Do Not Use on Inherently Preventive Codes

Some CPT and HCPCS codes are already defined as “screening” or “preventive” in their official description. For example, HCPCS G-codes like G0202 (Screening mammography) or G0103 (Prostate cancer screening) clearly state their purpose. Appending modifier 33 to these codes is redundant and unnecessary.

Final Thoughts on Modifier 33

That’s it! Everything that you need to know to use modifier 33 properly in your claims. It is one of the most vital modifiers in medical billing and must be used with precaution. Inappropriate use will not only cause denials but will also hurt your customer satisfaction.

To maximize your chances of claim acceptance and boost your revenue collection, we advise you to employ professional medical billing and coding services from a specialized vendor like NeuraBill. 

FAQs

When to use modifier 33 for colonoscopy?

Use this modifier for a colonoscopy billed to a commercial insurance payer when a routine screening procedure converts to a diagnostic or therapeutic service.

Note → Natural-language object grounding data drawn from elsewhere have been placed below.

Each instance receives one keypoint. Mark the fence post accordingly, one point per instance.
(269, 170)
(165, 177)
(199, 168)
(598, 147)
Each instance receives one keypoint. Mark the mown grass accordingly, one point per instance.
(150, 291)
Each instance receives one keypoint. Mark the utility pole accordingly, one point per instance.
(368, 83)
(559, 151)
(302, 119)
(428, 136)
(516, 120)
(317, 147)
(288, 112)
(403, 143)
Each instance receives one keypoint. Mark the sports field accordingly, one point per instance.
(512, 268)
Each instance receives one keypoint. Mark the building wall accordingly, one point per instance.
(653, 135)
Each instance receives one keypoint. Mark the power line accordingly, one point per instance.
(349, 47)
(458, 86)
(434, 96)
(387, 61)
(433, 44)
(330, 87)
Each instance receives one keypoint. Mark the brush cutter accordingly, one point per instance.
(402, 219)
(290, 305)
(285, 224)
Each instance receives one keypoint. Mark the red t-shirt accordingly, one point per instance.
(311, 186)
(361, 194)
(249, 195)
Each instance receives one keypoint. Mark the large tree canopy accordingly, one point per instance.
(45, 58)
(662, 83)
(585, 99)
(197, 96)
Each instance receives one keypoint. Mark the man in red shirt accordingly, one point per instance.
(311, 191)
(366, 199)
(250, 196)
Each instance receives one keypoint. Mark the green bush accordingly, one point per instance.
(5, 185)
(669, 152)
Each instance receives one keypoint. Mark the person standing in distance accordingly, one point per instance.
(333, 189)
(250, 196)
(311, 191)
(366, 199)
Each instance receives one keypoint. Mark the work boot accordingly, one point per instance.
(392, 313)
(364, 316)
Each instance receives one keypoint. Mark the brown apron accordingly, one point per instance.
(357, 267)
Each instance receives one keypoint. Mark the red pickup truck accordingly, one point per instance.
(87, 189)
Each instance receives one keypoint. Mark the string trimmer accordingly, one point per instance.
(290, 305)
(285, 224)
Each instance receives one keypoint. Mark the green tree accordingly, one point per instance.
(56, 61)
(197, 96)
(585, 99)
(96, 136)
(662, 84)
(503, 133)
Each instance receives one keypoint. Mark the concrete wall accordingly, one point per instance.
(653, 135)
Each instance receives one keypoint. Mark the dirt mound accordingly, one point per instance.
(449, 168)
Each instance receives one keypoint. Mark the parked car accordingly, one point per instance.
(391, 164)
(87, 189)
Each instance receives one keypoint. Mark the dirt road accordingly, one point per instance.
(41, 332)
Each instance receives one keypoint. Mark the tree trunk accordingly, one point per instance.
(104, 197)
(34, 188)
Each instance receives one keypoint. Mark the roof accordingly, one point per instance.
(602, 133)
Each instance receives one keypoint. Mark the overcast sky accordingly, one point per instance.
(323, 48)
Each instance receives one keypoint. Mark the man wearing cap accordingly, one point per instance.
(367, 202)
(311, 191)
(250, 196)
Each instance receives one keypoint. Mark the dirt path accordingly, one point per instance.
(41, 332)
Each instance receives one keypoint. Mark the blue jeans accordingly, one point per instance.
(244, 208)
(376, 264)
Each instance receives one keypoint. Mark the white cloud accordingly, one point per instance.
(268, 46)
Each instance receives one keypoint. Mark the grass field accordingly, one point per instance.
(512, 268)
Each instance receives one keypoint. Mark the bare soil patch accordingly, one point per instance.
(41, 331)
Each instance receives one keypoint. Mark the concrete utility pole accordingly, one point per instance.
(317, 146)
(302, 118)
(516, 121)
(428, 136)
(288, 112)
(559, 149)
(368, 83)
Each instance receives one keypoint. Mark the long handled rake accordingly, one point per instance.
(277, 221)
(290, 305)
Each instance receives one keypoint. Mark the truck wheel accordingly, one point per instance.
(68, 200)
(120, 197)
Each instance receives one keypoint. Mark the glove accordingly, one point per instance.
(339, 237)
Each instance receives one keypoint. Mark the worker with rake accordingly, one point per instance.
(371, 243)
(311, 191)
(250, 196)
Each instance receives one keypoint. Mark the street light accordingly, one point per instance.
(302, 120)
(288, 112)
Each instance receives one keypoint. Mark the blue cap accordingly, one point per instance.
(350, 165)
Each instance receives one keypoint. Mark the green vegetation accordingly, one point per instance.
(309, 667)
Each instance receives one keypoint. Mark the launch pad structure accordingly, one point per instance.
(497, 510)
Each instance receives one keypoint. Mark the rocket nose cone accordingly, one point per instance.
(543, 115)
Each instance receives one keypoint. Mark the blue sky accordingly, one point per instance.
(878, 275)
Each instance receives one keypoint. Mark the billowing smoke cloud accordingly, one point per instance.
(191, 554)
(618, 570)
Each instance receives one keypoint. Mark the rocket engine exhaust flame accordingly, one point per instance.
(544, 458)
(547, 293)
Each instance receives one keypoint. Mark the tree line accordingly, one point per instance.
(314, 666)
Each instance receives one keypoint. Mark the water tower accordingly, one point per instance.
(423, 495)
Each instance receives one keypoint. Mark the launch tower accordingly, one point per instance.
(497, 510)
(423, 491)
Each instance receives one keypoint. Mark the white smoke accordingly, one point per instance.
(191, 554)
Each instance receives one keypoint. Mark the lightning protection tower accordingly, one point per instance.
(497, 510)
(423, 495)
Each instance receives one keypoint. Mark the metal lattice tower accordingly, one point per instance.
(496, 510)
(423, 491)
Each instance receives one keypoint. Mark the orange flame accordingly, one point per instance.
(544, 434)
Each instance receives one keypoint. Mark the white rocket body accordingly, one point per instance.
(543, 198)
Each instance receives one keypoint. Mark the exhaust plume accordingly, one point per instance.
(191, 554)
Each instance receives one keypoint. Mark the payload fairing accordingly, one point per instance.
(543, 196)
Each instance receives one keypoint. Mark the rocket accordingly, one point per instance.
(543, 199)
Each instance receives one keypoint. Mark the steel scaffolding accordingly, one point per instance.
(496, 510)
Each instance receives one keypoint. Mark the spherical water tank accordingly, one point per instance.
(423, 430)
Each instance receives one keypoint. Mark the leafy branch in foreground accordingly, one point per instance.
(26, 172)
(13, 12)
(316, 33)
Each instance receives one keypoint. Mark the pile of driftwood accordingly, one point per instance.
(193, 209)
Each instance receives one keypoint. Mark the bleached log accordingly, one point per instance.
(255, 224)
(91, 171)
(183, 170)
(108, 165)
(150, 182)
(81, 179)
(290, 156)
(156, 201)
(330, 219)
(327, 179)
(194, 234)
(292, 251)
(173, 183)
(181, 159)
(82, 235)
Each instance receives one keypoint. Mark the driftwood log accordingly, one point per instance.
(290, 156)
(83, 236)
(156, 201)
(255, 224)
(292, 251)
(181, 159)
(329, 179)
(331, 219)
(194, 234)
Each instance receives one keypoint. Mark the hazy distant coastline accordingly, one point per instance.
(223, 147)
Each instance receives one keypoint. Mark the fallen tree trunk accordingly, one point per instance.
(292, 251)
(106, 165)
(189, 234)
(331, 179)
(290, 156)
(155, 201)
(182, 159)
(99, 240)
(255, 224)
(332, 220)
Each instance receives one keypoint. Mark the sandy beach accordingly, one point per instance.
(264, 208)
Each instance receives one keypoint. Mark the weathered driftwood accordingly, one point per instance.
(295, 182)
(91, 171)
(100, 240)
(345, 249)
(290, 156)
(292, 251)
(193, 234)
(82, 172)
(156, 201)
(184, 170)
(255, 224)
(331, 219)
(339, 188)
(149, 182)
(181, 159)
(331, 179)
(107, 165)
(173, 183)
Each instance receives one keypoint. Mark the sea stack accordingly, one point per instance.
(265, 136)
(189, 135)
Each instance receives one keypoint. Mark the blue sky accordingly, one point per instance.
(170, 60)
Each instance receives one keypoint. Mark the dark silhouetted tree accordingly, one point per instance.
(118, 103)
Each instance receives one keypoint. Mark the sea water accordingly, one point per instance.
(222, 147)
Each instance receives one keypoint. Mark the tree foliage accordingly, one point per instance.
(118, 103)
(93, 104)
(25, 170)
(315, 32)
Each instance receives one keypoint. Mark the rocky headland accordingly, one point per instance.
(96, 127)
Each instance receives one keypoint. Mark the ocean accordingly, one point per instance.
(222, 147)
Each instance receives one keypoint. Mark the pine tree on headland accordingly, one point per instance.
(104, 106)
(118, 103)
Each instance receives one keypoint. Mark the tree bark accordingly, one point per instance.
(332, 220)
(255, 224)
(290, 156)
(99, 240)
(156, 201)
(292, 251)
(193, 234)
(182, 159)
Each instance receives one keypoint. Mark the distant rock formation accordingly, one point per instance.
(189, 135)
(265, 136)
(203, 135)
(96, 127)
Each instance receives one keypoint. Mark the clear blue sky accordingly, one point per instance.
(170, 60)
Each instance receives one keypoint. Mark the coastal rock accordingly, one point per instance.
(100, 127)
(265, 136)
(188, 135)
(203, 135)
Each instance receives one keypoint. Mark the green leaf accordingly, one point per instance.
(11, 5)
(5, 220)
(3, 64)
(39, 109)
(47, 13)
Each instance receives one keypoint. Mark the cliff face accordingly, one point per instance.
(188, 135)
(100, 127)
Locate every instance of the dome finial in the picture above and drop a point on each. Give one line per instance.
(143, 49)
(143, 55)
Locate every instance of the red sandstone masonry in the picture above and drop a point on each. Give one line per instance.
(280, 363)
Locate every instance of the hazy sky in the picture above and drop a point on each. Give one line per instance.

Does CMS recognize modifier 33?

No, the Centers for Medicare & Medicaid Services (CMS) generally does not recognize this modifier for Medicare claims. It is intended for private/commercial payers.

Does CPT code 99497 need a 33 modifier?

Yes, CPT code 99497 (Advanced Care Planning) needs modifier 33 when billed with a Medicare Annual Wellness Visit (G0438 or G0439) on the same day to waive the patient’s deductible.